Don’t tell me how to get over my depression. Don’t give me any advice. I’ve had depression long enough to know what it is and when it hits. I know what to do. But there’s the rub. When I’m depressed, it’s hard to get out of it because I’m depressed with a huge weight sitting on me. It’s a slow process. I have the tools, but  when it’s hitting me, it’s hard to get off the couch and go for that run. It takes baby steps. There is no snapping out of it and no overnight cure. If anyone tells you that there’s an overnight cure, that’s not depression.
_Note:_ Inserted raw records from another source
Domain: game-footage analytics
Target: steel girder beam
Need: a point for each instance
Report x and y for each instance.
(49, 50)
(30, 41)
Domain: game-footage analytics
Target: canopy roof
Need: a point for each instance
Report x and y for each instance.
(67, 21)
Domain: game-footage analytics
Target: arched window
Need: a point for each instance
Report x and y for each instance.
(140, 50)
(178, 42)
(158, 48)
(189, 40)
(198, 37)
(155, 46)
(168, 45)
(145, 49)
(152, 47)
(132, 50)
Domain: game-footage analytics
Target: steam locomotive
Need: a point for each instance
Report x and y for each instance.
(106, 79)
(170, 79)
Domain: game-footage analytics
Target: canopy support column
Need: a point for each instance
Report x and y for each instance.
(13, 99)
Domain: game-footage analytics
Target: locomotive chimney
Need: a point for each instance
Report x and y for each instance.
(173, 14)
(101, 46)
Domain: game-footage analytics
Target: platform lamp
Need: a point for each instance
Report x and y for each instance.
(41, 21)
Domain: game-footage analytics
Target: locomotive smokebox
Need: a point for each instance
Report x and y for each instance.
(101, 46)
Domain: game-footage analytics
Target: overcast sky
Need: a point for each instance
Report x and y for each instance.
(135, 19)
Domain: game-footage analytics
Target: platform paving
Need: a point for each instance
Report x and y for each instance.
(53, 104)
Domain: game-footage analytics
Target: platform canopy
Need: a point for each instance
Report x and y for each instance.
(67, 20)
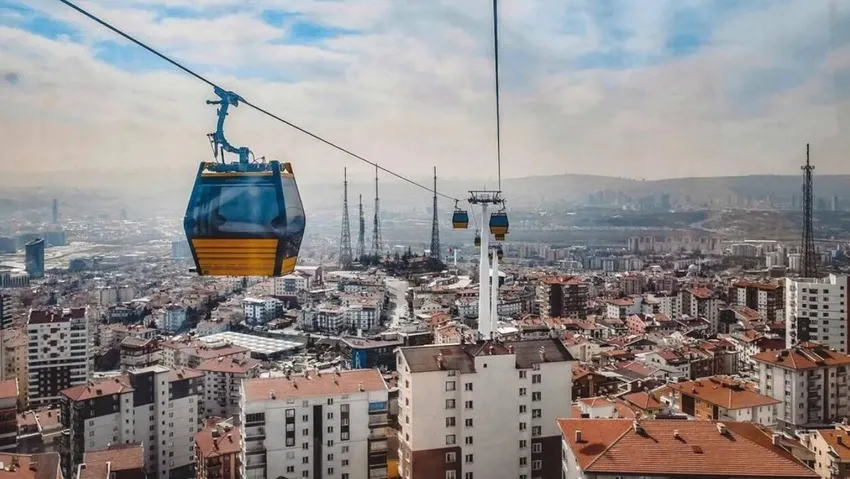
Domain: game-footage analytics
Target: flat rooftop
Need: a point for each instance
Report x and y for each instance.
(254, 344)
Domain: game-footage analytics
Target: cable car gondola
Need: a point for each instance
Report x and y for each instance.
(460, 218)
(499, 223)
(243, 218)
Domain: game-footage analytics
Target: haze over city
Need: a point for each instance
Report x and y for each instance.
(667, 89)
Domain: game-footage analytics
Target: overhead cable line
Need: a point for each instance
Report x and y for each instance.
(200, 77)
(498, 106)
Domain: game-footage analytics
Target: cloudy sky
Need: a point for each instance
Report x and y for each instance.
(629, 88)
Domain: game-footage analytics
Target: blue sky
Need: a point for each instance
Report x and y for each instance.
(573, 70)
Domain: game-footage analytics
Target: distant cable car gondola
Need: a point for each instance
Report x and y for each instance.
(460, 218)
(499, 223)
(243, 218)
Let me take my baby steps. Do not pressure me. Writing is part of the baby steps I take. I am acknowledging the depression, accepting it. Once I accept it, then I can start taking my steps. Of course, working out is another baby step, including working out outside even when it’s cold. Who wants to get out in the cold? Getting my light box out is another step. I know I need to get that light box out of the drawer, so I will. I’m taking those baby steps to climb out of the hole.

Don’t judge me. I advise you not to judge me or anyone else for your own sanity because of the simple rule of karma. If you don’t know what karma is, then look it up. I’ve had karma kick me in the butt so many times when I have judged that my booty is really sore. And karma is a hard kick in the ass. Of course, karma can come in a good way, too.  That’s what you want to focus on–karma returning good experiences to you.

I can only speak about myself because I have been dealing with depression pretty much since high school, and I’m way out of high school now.  I’ve had years and years and years of therapy and still am in therapy. It’s a process. I’m fine, and I have the tools.

Most people are like me when they are dealing with Seasonal Depression and maybe even their own depression. If they have lived with it all their lives, then they know when that depression raises its ugly head; they know what to do. However, some people have no clue about it. If you happen to find someone who is struggling and cannot figure out why, then suggest help for them. You’ll  know it because you’ll feel those red flags in your gut. However if you encounter someone like me and notice that my personality has become darker than what it usually is, and my personality is pretty dark and dry, then know that I’m good. Yes, I will appear as a bitch until March, but then the sun will come out, and all will be right with the world again, well, maybe not the world.